|Title||A comparison of dietary habits among women in Japan and Hawaii.|
|Publication Type||Journal Article|
|Year of Publication||2004|
|Authors||Takata, Y, Maskarinec, G, Franke, A, Nagata, C, Shimizu, H|
|Journal||Public health nutrition|
|Date Published||2004 Apr|
|Keywords||Surveys and Questionnaires|
OBJECTIVE: To compare the dietary habits of Japanese women in Japan with those of Japanese and Caucasian women living in Hawaii. DESIGN: Data from two previous cross-sectional studies conducted within two years in Hawaii and Gifu, Japan were pooled and analysed. Dietary intakes were assessed with validated food-frequency questionnaires and urine samples were collected for isoflavone measurement. SETTING: Participants were recruited through mammography clinics in both locations. SUBJECTS: In Hawaii, 164 Caucasian and 146 Japanese women; in Japan, 206 women. RESULTS: Dietary habits differed considerably by ethnicity and location.
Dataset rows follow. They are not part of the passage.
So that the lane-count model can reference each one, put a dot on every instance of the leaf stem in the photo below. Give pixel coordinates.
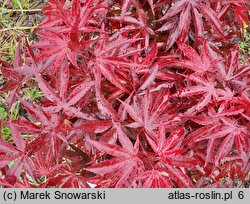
(17, 28)
(19, 10)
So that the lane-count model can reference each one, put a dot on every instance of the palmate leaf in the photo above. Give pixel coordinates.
(126, 163)
(184, 10)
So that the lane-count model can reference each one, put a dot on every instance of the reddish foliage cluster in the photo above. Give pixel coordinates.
(136, 94)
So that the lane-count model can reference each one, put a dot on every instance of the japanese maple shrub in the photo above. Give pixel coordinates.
(134, 93)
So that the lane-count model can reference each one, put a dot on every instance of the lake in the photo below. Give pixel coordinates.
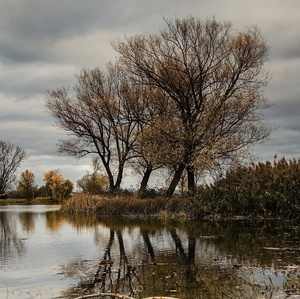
(48, 254)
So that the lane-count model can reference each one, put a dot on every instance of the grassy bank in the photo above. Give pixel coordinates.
(128, 205)
(35, 201)
(262, 190)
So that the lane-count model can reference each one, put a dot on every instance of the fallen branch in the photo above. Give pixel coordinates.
(104, 295)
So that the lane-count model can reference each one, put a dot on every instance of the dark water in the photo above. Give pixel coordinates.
(45, 254)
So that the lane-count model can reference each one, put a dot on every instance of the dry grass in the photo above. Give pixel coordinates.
(129, 205)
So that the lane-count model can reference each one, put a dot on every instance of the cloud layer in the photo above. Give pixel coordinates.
(44, 44)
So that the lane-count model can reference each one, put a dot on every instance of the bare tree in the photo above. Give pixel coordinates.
(11, 157)
(98, 114)
(213, 80)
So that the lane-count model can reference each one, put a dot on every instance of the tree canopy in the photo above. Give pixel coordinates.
(11, 157)
(212, 78)
(189, 98)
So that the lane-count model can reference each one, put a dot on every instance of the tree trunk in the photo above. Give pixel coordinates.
(175, 180)
(191, 179)
(145, 179)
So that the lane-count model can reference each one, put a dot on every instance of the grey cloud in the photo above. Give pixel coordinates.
(43, 44)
In comparison to the Caucasian diet, the diet in Japan was relatively low in fat and high in carbohydrates and protein, whereas the Japanese women in Hawaii reported intermediate intakes. Japanese women in Gifu consumed a diet that was relatively high in fish, soy, eggs and vegetables, and low in fruits, dairy products and meat. In contrast, the Caucasian women consumed the most dairy products and fruits and the Japanese women in Hawaii reported the highest grain and meat intakes. CONCLUSIONS: The diet of Japanese women in Hawaii appeared to be a combination of foods eaten in Japan and the dietary habits of Caucasian women in Hawaii, but eating habits in Japan are also different from traditional nutritional patterns. This study illustrates several problems related to dietary comparisons across populations and provides information for future investigations on chronic disease risk.